OMS estabelece acesso universal a água potável, saneamento e higiene também como prioritários

22 de abril de 2014 - 12h25

A Organização Mundial de Saúde (OMS) propôs como um dos objetivos de desenvolvimento sustentável do milénio em 2030 que não se defeque ao ar livre, um problema fundamental em países como Índia e China.

Esta é uma das propostas da OMS, avançada pela diretora geral de Saúde e Meio Ambiente, Maria Neira, durante uma jornada internacional sobre os instrumentos para melhorar a água para consumo.

A responsável defendeu a necessidade de eliminar a defecação ao ar livre, um problema que prevalece em países com mais dificuldades socioeconómicas, caso da Índia.

Mas, mesmo países como a China, que registam um grande desenvolvimento económico, persiste "como um desafio para a saúde pública" o problema da defecação, sem qualquer tipo de medida sanitária e higiénica.
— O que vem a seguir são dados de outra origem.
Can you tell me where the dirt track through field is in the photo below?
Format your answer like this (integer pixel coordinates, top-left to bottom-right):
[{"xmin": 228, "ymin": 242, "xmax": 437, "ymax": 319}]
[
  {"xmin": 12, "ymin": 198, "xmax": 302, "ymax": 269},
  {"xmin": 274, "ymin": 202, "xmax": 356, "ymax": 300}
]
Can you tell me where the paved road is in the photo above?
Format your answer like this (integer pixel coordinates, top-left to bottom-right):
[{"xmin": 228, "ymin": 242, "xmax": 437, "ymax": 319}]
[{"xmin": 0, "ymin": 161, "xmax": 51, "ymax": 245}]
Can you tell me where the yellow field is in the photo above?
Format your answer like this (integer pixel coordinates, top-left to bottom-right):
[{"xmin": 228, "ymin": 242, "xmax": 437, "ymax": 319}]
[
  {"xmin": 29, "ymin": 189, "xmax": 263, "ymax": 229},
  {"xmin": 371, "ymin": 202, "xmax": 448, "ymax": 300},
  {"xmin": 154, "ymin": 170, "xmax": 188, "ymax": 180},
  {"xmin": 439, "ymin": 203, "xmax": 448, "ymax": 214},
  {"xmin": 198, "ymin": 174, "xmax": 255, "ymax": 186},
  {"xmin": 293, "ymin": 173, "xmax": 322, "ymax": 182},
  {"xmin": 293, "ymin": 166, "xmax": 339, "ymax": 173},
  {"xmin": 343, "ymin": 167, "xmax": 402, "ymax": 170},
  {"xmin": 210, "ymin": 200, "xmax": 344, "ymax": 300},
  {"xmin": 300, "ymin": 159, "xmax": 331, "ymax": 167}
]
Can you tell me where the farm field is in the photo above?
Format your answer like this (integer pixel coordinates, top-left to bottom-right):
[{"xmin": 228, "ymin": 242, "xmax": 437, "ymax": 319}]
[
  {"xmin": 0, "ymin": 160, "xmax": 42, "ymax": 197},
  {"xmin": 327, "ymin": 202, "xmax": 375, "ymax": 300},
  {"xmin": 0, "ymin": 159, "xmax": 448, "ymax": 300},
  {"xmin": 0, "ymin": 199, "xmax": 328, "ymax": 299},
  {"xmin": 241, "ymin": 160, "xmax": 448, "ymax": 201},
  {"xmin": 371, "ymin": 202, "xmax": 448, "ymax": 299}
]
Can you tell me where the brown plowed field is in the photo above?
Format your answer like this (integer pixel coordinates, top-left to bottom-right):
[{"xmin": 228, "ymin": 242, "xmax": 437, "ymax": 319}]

Entre outros objetivos mais genéricos, a OMS estabelece o acesso universal a água potável segura, ao saneamento e à higiene, a redução para metade da população cujos lares não têm acesso a água potável ou não é utilizada de forma segura, e eliminar progressivamente a "importante desigualdade" que se verifica quanto ao acesso.

Antes de serem alcançados estes Objetivos do Milénio em 2030, há que cumprir as metas estabelecidas para 2015 e, segundo Maria Neira, as definidas quanto ao saneamento não serão atingidas.

A representante da OMS avançou dados preliminares de um relatório realizado com a UNICEF, agência das Nações Unidas para a infância, que será dado a conhecer a 08 de maio, detalhando o grau de cumprimento atual dos objetivos.

Uma vez que os objetivos traçados para o saneamento não se vão cumprir, serão necessários mais investimentos nesse sentido, defendeu.

Por outro lado, quanto à água potável, a taxa de sucesso do objetivo é de 88%, com cerca de 116 países a alcançá-lo.

Em geral, o acesso a água potável melhorou e há três blocos de países: os do norte, que têm um acesso entre 91 a 100%; um outro grupo que tem entre 76 a 90%, e um terceiro, composto por estados do sudeste asiático e da África subsariana, em que menos de metade da população tem acesso.

Outra peculiaridade é que as mulheres e as crianças, os que mais se ocupam de recolher água, são os mais atingidos pela mortalidade derivada pela falta de acesso a este bem.

Os países parecem reconhecer a importância da água potável: segundo um outro relatório da OMS, mais de 75% dos países considera o acesso a água potável como um direito fundamental.

No entanto, apenas 40% dos países aposta no investimento e em medidas para promover esse acesso.